There are two types of controlling behavior: compliance and defiance. Compliance is most easily identified. Defiance is doing the opposite of what we are expected to do. Defiance offers the illusion of freedom of choice. But it is not being free because we are in such reaction to that which is controlling us. We are still not making choices out of our own values and preferences. Compliance and defiance are both outgrowths of feeling that we “have to” do something rather than we “get to” do it. The alternative to compliance and defiance is authenticity, acting in accordance with one’s own inner self.

In many ways, we are all fish in the water. We have been swimming in it for so long that we take it for granted. To stop to realize the toll that it is taking on our lives is dangerous because it requires us to change. But to not stop for such an assessment, as to whether we are living the life we want to live, is even more dangerous.

If we don’t stop to estimate the toll that it is taking to live according to other’s scripts for us, we will continue to play them out. Constantly scanning to see what others want from us (to either comply or defy) takes us away from looking inside where the deeper truth lies. We won’t even realize how controlled we are, and we are at risk of paying the terrible price of not knowing what we really want to be doing with our life.

Autonomy is a human need. To be autonomous means to act in accord with one’s self, to be free to take action that comes from a place inside that is self-referential rather than other-referential. When people are autonomous, they are doing what they want to be doing, fully involved with the activity with interest and commitment, which results in both enjoying the process and feeling competent. Being autonomous is satisfying but feeling effective and free is only part of the equation.

To become a fully functioning person, completely engaged in becoming himself or herself, we must be connected to others in a loving, caring way. When we enter into a relationship, we create all kinds of agreements. One of the most important agreements that are available to us is the opportunity to create a contract that we will be supportive of each other’s development, assisting each other to actualize our potential

It is a good deal to mutually support each other to become free to be ourselves, finally released from “should” “have to,” “duty,” and “obligation.” In the process of discovering what motivates us from the inside, rather than from external motivation, we become more enthusiastic, fully alive, responsible, and creative.

Our partner becomes the new socializing agent. No matter how many years we may have been socialized with the reward and punishment system, the partnership is a brand-new opportunity to live from the belief system that we are all intrinsically motivated to learn. We are not barbarians that will be irresponsible if left unchecked. Nor will we turn into passive slugs that will cause no results if there are no rewards and punishments.

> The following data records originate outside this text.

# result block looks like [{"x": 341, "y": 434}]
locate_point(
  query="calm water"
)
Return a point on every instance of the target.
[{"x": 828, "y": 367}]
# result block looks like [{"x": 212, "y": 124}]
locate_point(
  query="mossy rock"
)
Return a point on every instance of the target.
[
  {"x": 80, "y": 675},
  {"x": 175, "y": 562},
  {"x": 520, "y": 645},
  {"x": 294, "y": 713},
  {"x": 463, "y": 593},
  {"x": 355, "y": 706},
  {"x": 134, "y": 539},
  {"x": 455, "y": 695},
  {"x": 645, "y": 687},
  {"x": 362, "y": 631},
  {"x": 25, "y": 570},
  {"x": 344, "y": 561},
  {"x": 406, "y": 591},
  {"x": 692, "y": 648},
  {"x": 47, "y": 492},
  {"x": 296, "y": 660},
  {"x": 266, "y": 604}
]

Together we can create a new context to live from that supports each other in the most meaningful ways. The new environment that we create will ultimately bring us each to choices that are filled with excitement and the satisfaction that comes from the accomplishment of activities that truly interest us. It is a great deal to make with our partner to become free, authentic, and whole, resting in the certainty that we are living the life we want to live.